La Liberté, 18 mars 2006, par Alain Favarger

Du bonheur et de son érosion

Entre tourments et exaltation, l’écrivain tient son journal depuis vingt-cinq ans. Une quête intérieure au plus près de la nature, d’un désir de savoir et de cohérence.

Natif de Brive-la-Gaillarde, il nous frappe par son visage buriné, comme taillé au silex. Et une tête qui aurait pu inspirer Giacometti. Des traits secs, un regard d’épervier qui vrille tout alentour, Pierre Bergounioux est inséparable de cette image de lui qu’il nous donne. Celle d’un homme venu de loin, de la terre, de cette France profonde dont il faut s’arracher pour devenir quelqu’un. Là où la culture, le savoir, la parole ne sont pas donnés d’avance, mais à conquérir.

Monté à Paris, devenu écrivain, il est aujourd’hui encore à cinquante-sept ans prof de lettres modernes en banlieue parisienne. Là où l’école n’est pas le creuset de l’élite, mais le miroir des inégalités, sinon l’instrument, non reconnu officiellement comme tel, du maintien de l’ordre.

Son œuvre exigeante, faite de romans et de récits très ciselés, est dominée par un questionnement incessant de l’enfance et des origines sur le haut plateau granitique du Limousin. Une terre âpre, au cœur d’un des berceaux de l’humanité. Là où se sont façonnés les gestes immémoriaux dictés par le sol et le sang. Avant que, comme l’auteur aime à le dire, le souffle du temps ne touche ces lieux et n’emporte hommes et femmes dans la grande roue de l’Histoire.

Pierre Bergounioux nous revient aujourd’hui avec un fort volume qui tranche par rapport à ses livres d’ordinaire concis et resserrés. Il s’agit de la première partie de son journal intime couvrant la période 1980-1990. Près de mille pages de notes souvent quotidiennes, carnets de bord à l’échelle des passions d’un homme tentant le pari un peu fou de les détailler par le menu. Comme d’habitude le lecteur fait son propre chemin dans ce labyrinthe de notes et cette chronique des travaux et des jours d’un intellectuel oscillant sans cesse entre Paris et la terre d’origine.

Affres du métier d’enseignant, rêves, lectures, maladies, instantanés de vacances, éducation des enfants, Bergounioux pétrit son autoportrait dans la pâte et l’épaisseur du temps.
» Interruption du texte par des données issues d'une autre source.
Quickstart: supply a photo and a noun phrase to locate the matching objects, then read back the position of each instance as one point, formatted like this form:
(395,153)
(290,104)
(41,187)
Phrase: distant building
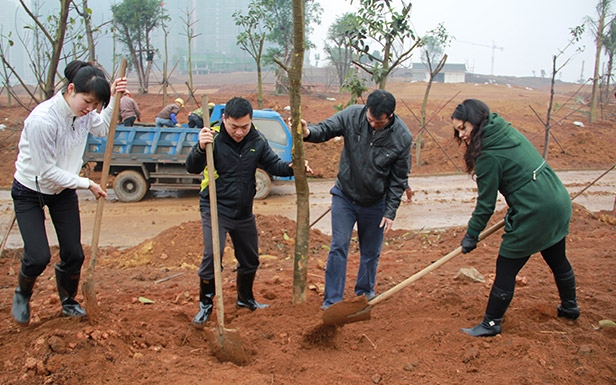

Fascine chez lui l’obstination à tenir le fil de son destin. Celui d’un homme hanté par le désir de s’approprier le monde. Et de la manière la plus physique. Car si l’auteur est un assoiffé de connaissance, grand dévorateur de dictionnaires, traités en tous genres et livres d’explorations, il lui faut le contact direct avec la nature.

Chaque répit scolaire lui est l’occasion d’un retour dans la province natale et d’expéditions dans les forêts, les rocailles et le long des rivières du haut plateau. Grand amateur de minéralogie et d’entomologie, Bergounioux n’en finit plus d’amasser des pierres, de traquer insectes et papillons. Digne émule d’Ernst Jünger ou de Nabokov, il fait provision d’une foule de coléoptères dûment épinglés, classés et étiquetés. Une véritable frénésie de collectionneur qui trouve son prolongement dans une fréquentation assidue des libraires anciens et spécialisés.

Cette passion, Bergounioux la voit comme un exutoire à ses angoisses et aux impulsions noires qui l’habitent. Amour fou de la nature, apprentissage du rôle de père, rapport aux parents et aux disparus, le livre dessine au fil des jours le portrait d’un homme inquiet. Qui se cherche dans l’étude, les livres et une relation charnelle à la terre, aux éléments. Sans cesse observés, décrits dans une langue souple, un style à la fois haletant et somptueux. En filigrane émerge la figure de Cathy, la compagne et mère des deux garçons qui traverse ces pages presque furtivement, déposant ses pas dans la neige des jours communs.

Sans doute qu’à l’origine Bergounioux réservait ces carnets aux placards de la vie ordinaire. Ceux qu’on rouvre une fois que le temps a jauni les traces du passé et terni l’éclat des ardeurs perdues. Et pourtant à secouer la poussière des grimoires intimes, que de découvertes attendent le lecteur patient ! Sous le fatras d’une vie brille soudain l’or du temps. Et tout le sens d’un parcours reprend forme.

Sans les mots il ne serait que balbutiements, ombres fugitives, empreintes sur le sable, léchées par la mer. Tandis qu’ici, transcendés par la magie de l’écriture, les élans d’un homme, passager éphémère sur la ligne des siècles, prend sens et cohérence. Jusqu’à cet ultime cadeau, la rencontre d’un regard complice. Car sinon la main de l’oubli aurait tout effacé et « ce pâle témoignage est encore préférable à l’abîme qui nous talonne ».